Ternyata perjalanan itu tidak semudah yang disangkanya. Sang
Shah tidak ada di tempat yang dituju oleh Kafilah itu. Henry Martyn
terus mencari dia. Tetapi di tengah-tengah perjalanan itu,
penyakitnya kambuh lagi. Satu-satunya harapan bahwa ia dapat sembuh
ialah, jika ia dapat menjelajahi seluruh negeri Turki sampai ke kota
Istanbul. Dari sana ia dapat naik kapal laut ke negeri Inggris.
Henry Martyn tidak pernah sampai ke kota besar Istanbul.
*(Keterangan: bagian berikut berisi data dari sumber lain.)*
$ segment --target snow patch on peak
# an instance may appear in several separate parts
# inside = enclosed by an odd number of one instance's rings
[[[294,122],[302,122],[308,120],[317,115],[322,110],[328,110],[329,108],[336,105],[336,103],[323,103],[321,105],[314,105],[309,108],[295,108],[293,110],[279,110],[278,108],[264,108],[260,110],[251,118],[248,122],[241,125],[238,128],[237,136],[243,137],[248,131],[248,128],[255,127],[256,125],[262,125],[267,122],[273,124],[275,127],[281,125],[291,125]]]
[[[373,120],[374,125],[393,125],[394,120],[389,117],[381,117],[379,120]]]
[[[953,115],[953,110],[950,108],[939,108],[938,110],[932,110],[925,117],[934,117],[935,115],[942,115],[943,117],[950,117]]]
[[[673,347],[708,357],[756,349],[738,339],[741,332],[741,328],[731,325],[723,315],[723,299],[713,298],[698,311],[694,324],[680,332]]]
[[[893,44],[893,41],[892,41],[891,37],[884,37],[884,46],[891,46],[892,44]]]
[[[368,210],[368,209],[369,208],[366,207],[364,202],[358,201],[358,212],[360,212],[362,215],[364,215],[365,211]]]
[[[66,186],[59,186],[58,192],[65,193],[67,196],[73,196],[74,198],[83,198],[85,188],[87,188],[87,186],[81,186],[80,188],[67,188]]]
Ia
meninggal di pedalaman negeri Turki, pada bulan Oktober tahun 1812.
Jadi, masa pelayanannya di Asia Selatan itu sangat pendek, hanya enam
tahun saja. Namun prestasinya selama enam tahun itu melebihi harapan
seseorang yang masa kerjanya enam puluh tahun. Coba simak:
+ Kitab Perjanjian Baru bahasa Hindustani hasil karya Henry
Martyn itu diterbitkan di Serampore pada tahun 1814. Bahasa Hindi
adalah bahasa resmi Republik India pada masa kini; bahasa
Urdu adalah bahasa resmi Republik Pakistan pada masa kini;
kedua-duanya merupakan bahasa turunan dari bahasa Hindustani. Jadi,
setiap terjemahan Alkitab dalam kedua bahasa yang penting itu, pasti
banyak dipengaruhi oleh terjemahan Henry Martyn pada masa lampau.
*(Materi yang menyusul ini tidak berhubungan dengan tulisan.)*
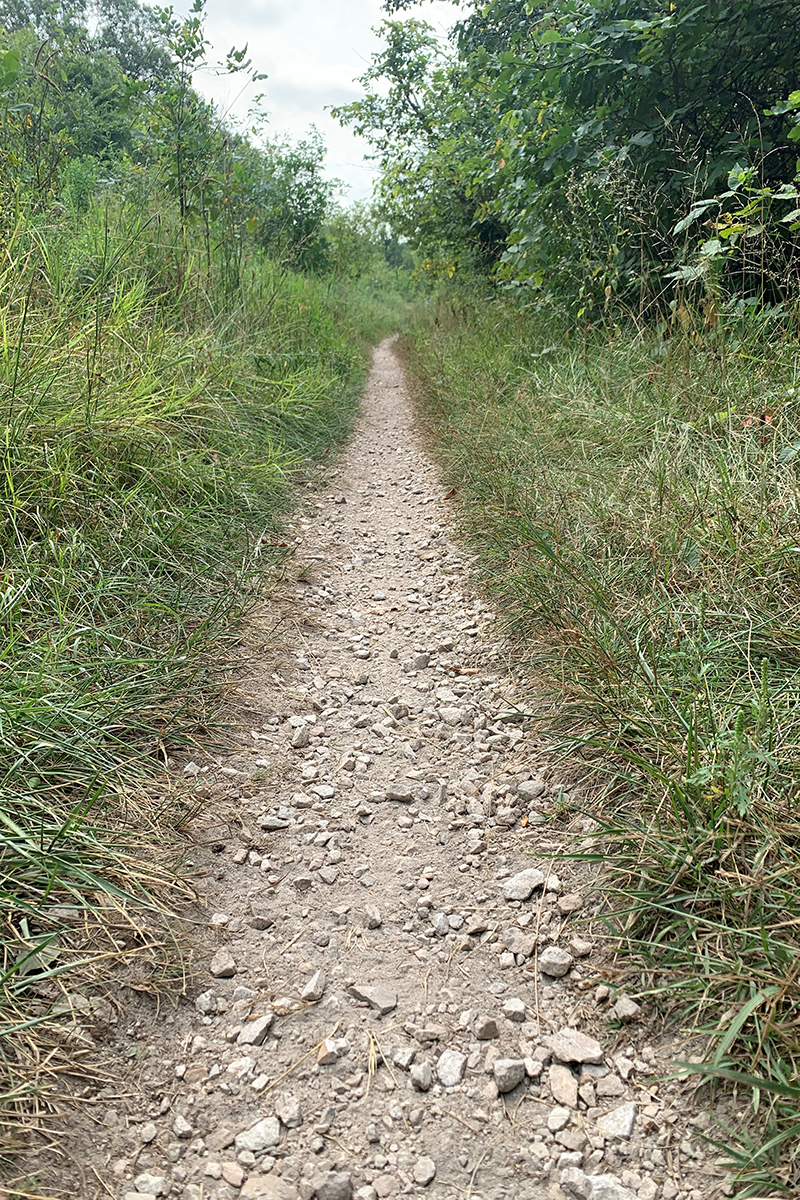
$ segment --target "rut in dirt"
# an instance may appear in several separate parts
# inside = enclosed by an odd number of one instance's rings
[[[588,869],[559,859],[594,829],[537,759],[443,491],[385,342],[295,519],[279,651],[254,628],[240,745],[179,765],[209,804],[201,984],[157,1021],[120,996],[123,1082],[67,1134],[105,1181],[81,1195],[722,1194],[671,1047],[602,982]]]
+ Kitab Perjanjian Baru bahasa Persia hasil karya Henry
Martyn itu diterbitkan di kota St. Petersburg tahun 1815. Sang
gubernur Inggris telah membawa naskah yang sangat berharga itu ke
negeri Rusia, sehingga jadi diterbitkan di sana. Itulah Perjanjian Baru
lengkap yang pertama-tama dalam bahasa resmi Republik Iran pada masa
kini; itu juga merupakan nenek moyang dari setiap terjemahan
Perjanjian Baru bahasa Persia atau Farsi sampai sekarang.
+ Kitab Perjanjian Baru bahasa Arab hasil karya Henry Martyn
itu diterbitkan di kota Calcutta tahun 1816. Walau sangat berpengaruh
pada zamannya, terjemahan itu tidak tahan lama seperti kedua
terjemahan lainnya. Mungkinkah karena Henry Martyn tidak sempat
mencapai bagian ketiga dari cita-citanya yang amat besar itu, yakni
ia tidak pernah dapat menerjemahkan Kitab Perjanjian Baru bahasa Arab
sambil menetap di Tanah Arab?
Bagaimanapun juga, Henry Martyn yang hanya enam tahun
karirnya itu telah mendapat julukan, "Suluh Sabda Allah di Asia
Selatan." Harapan yang pernah dicatatnya dalam buku hariannya ketika
ia baru tiba di benua Asia itu sungguh terjadi: "Biarlah aku
menyala-nyala sampai habis demi Allah!"